Последние месяцы жизни Сергея Николаевича Анохина были временем его постепенного ухода в тень. Чем дальше, тем больше он становился скорее легендой, нежели строгим и суровым начальником... А. П. Александров вспоминал: «Когда Сергей Николаевич заболел, мы приезжали к нему в больницу, в МОНИКИ, и там у нас было много всяких разговоров. Помню, мы привезли бутылку коньяка в один из последних визитов к нему. Врач нам сказал: "Вообще-то можно, но лучше не выпивать..." Сергей Николаевич сказал тогда: "Вот я выйду из больницы, и мы ее тогда и разопьем..." Через десять дней Сергея Николаевича не стало...».

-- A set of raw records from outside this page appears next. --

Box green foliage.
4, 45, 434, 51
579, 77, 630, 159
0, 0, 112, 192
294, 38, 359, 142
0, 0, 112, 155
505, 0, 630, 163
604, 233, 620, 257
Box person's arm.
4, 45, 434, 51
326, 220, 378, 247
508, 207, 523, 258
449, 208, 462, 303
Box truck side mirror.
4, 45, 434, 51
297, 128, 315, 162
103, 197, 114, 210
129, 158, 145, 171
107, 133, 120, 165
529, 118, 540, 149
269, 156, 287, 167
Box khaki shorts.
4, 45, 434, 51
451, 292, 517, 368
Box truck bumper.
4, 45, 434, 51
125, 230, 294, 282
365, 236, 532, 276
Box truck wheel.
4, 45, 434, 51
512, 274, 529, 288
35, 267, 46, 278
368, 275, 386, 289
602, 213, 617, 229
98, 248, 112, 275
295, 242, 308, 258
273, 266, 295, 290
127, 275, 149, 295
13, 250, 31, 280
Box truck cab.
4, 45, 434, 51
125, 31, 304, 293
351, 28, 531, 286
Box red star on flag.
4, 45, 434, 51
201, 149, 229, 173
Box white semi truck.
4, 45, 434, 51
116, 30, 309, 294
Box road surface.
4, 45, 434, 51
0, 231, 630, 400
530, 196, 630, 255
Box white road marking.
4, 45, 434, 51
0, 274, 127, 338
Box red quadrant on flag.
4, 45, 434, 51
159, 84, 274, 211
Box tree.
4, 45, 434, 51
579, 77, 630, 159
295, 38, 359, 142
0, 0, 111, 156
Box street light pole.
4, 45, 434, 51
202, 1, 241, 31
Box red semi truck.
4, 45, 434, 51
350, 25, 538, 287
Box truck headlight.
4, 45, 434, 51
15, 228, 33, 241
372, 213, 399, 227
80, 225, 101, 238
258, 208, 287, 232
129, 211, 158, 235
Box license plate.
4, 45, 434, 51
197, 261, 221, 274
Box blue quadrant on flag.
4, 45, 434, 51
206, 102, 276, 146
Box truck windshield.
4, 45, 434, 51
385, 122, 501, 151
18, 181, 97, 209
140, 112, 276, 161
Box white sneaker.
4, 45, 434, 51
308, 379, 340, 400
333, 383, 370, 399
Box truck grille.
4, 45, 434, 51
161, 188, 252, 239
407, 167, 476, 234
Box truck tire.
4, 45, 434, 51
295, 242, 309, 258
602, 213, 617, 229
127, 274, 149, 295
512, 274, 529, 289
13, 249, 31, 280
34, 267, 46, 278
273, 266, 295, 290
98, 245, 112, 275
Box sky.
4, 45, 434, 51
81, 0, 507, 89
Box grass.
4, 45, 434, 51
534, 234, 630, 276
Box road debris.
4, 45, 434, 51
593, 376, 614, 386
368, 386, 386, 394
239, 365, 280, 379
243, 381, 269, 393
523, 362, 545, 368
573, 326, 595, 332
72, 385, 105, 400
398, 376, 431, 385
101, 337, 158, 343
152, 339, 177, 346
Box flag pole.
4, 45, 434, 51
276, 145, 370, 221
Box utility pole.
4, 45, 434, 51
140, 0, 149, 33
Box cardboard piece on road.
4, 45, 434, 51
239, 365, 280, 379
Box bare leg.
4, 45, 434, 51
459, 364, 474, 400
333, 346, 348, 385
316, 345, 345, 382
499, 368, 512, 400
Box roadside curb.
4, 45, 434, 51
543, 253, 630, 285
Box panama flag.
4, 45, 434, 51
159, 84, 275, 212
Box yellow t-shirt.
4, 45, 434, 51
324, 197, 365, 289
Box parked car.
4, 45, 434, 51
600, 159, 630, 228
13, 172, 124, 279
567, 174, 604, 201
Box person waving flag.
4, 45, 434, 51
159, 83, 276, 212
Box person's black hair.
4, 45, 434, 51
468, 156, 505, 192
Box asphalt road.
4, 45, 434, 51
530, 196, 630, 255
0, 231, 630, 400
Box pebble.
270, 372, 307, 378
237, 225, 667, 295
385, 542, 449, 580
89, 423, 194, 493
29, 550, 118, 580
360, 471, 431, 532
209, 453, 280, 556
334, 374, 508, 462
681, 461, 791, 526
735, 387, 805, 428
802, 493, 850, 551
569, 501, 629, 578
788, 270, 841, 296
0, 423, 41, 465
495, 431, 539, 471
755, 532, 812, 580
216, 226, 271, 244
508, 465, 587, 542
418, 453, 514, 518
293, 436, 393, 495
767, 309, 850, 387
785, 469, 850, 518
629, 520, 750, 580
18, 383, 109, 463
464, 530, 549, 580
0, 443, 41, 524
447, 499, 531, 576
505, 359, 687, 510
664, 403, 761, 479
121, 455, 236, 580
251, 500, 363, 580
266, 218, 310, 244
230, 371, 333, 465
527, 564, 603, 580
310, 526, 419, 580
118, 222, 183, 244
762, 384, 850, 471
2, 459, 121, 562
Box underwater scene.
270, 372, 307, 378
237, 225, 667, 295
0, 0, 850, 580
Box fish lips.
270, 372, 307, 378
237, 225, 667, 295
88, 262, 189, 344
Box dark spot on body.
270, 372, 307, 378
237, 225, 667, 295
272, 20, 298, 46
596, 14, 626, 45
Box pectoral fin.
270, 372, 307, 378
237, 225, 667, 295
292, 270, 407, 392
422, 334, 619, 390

Однажды, за несколько дней до того, как Сергея Николаевича должны были увезти в больницу, и всем казалось, что он не знает, что смертельно болен, он, выходя из дома на прогулку, сказал жене: "Маргош, я ненадолго...". "Смотри, не опоздай к обеду", -забеспокоилась Маргарита Карловна. Она знала диагноз, но мужу не открывалась. "Нет, нет, я - в гараж и обратно...". Как потом выяснилось, в действительности же он поехал оформлять завещание. Все, что у него было, он завещал жене...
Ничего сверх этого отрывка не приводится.